Les marques Calechemise et La Totale

"J'ai eu beaucoup de retour de clients sur la difficulté d'aller aux toilettes, chose que les femmes connaissent bien quand elles portent une combinaison. On a donc ajouté des boutons pressions sur tous les modèle et depuis, il n'y a plus de problème", sourit Adèle Fouquet. La marque Calechemise dispose d'un espace dédié à l'intérieur de la boutique caladoise, tout comme la marque La Totale. Créée en 2018, elle propose des combinaisons homme et femme disposant toutes d'un système d'ouverture permettant un passage aux toilettes plus aisé : des pressions invisibles sur les modèles courts, ainsi qu'un système de zip à l'arrière pour les combinaisons longues.

"Tous les vêtements sont conçus ici : j'achète les tissus en Europe et maintenant beaucoup en France. J'essaye de relocaliser toutes mes matières premières près de Villefranche : je travaille pas mal avec Sprintex notamment". L'assemblage des pièces est en revanche effectué en Tunisie, afin de garder des prix abordable "Pour travailler avec de la confection française, je serai obligée de vendre les combinaisons à 300 ou 400 € et ce n'est pas ce que je veux", explique Adèle Fouquet. Les calchemises restent ainsi abordables (59 €), tout comme les combinaisons La Totale, dont les prix débutent dans les mêmes eaux.

Bichonnez-moi : pour une mode à faible impact écologique

Le fait que le textile fasse partie des industries les plus polluantes au monde, Adèle Fouquet en a bien conscience. "Pendant le confinement, je ne pouvais plus aller à Tunis ni récupérer mes matières, dans le même temps je me posais un tas de questions sur l'impact écologique de la mode, un sujet qui m'a toujours préoccupé".

En addition aux vêtements, Bichonnez-moi propose aussi des accesoires de seconde main : ici, une paire de lunettes de soleil vintage.

©Zoé Besle En addition aux vêtements, Bichonnez-moi propose aussi des accesoires de seconde main : ici, une paire de lunettes de soleil vintage.

De cette réflexion est née Bichonnez moi, concept qui fait la part belle aux vêtements de seconde main portant en eux une histoire. Des pièces vintage Céline, Levis ou Yves Saint Laurent côtoient des habits dégriffés, avec des prix allant de 5 € la pièce à 499 € pour une chemise élaborée avec d'ancien carrés de soie lyonnais. Des retouches effectuées sur les vêtements aux étiquettes soignées – elles donnent toutes la période estimée de création de la pièce – en passant par la présentation sur portants, tout est fait pour retrouver le plaisir du neuf dans l'ancien.

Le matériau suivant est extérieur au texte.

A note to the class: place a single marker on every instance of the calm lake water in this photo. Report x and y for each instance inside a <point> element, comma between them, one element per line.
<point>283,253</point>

Une chemise éllaborée à base de plusieurs carrés de soie lyonnais. Une chemise éllaborée à base de plusieurs carrés de soie lyonnais.

©Zoé Besle

"C'est important de mettre ces vêtements en valeur : une pièce qui a vu passer le mur de Berlin ne peut pas se retrouver vendue dans un carton à même le sol". Sa vision écologique de la mode est partagée par son associée Anaïs Raimondo. "J'ai travaillé pendant plusieurs années dans une enseigne de fast fashion à Lyon. Ça m'a appris beaucoup de choses, mais j'ai aussi pu voir l'impact écologique de cette mode-là, avec des quantités impressionnantes de pièces qui arrivent et partent à la poubelle, explique la jeune femme. La seconde main permet de faire du bien à la planète, tout en continuant de se faire du bien à soi".